La division consacrée à l’hydrogène vert a vocation à développer des infrastructures de production à l’échelle pour servir nos clients de manière pérenne et économique. Nos cibles prioritaires sont les industriels et les territoires désireux de réduire leur empreinte carbone et prêts à se positionner à l’avant-garde de la transition énergétique. Nous ciblons des zones à fort potentiel d’énergies renouvelables, où le groupe bénéficie déjà d’un ancrage local fort. De plus, ENGIE dispose d’un positionnement unique. Concevoir, construire et opérer de telles infrastructures au service de nos clients font partie de nos savoir-faire. Nous maîtrisons l’ensemble des chaînes gaz et électricité ainsi que les risques associés, nous comprenons les process et besoins de nos clients, nous développons des infrastructures complexes pour y répondre (ingénierie, construction) et nous intervenons sur place de manière réactive en cas de besoin (maintenance). En ce qui concerne l’hydrogène renouvelable, le moment est venu de déployer des solutions à l’échelle pour faire baisser le coût des infrastructures et de les rendre accessibles à tous. L’enjeu n’est plus celui de la viabilité technique mais il est économique.

C’est justement une étape importante qui a été franchie le 5 février en signant un accord prometteur avec YARA, l’un des leaders mondiaux de la nutrition des cultures et des engrais minéraux. Les deux sociétés se sont mises d’accord sur une étude de faisabilité dans le but de concevoir une usine d’hydrogène vert qui permettra de décarboner la production d’ammoniac. Le projet consiste à coupler une usine d’hydrogène renouvelable à l’usine d’ammoniac existante de YARA Pilbara, en Australie-Occidentale, afin de convertir l’usine, qui dépend à 100 % du gaz naturel pour l’hydrogène, en une usine dont une grande partie de l’hydrogène provient de sources renouvelables, et ainsi, obtenir une réduction massive des émissions de CO2. La première étape du projet consistera à tester la faisabilité et l’opérabilité de la solution − 100 MW PV (solaire) et un électrolyseur de 66 MW.

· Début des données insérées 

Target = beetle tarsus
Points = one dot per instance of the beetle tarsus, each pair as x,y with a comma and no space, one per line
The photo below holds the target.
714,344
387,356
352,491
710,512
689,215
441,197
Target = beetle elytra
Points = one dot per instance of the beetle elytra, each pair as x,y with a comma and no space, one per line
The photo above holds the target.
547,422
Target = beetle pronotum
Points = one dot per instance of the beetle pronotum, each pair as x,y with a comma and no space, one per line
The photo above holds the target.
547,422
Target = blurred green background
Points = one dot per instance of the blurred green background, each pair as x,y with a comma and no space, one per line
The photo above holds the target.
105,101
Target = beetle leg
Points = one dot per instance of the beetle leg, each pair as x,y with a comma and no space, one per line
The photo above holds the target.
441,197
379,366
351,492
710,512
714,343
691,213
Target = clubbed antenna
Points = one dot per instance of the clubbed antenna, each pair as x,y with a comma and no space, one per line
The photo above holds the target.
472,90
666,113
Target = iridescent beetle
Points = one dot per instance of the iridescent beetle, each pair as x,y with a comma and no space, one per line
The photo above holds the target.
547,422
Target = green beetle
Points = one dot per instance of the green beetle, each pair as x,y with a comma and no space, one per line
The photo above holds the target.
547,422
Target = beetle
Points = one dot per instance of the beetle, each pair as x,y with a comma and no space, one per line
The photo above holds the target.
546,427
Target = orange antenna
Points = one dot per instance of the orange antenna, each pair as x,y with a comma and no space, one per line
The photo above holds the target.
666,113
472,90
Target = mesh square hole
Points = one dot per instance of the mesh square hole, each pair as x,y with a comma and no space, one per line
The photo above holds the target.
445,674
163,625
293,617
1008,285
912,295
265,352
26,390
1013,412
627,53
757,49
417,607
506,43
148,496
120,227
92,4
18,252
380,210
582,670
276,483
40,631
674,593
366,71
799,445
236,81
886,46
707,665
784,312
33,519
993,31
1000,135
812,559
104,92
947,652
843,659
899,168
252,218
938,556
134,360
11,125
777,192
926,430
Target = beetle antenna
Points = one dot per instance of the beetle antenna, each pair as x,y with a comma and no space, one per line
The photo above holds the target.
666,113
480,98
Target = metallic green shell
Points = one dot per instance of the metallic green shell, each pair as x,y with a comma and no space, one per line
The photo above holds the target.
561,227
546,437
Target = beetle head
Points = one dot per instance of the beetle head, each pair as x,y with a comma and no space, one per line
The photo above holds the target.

Ce projet matérialise les ambitions communes d’ENGIE et de YARA de décarboner les process industriels. Nous ne pourrions pas réaliser le plein potentiel de l’hydrogène renouvelable sans ceux avec qui nous partageons la même philosophie pour un monde dont l’énergie serait plus décarbonée, accessible à tous et partout dans le monde, contribuant à un progrès harmonieux. Ce projet en Australie s’inscrit parfaitement dans l’ambition d’ENGIE d’être un pionnier du nouveau monde de l’énergie, ainsi que dans la raison d’être de YARA de nourrir la planète de manière responsable. « Chez Yara, nous comprenons que la collaboration est vitale pour résoudre les défis mondiaux auxquels nous sommes confrontés, et nous nous réjouissons de travailler avec ENGIE sur ce projet passionnant. Ensemble, nous pouvons faire la différence », déclare Yves Bonte, vice-président exécutif du New Business chez YARA.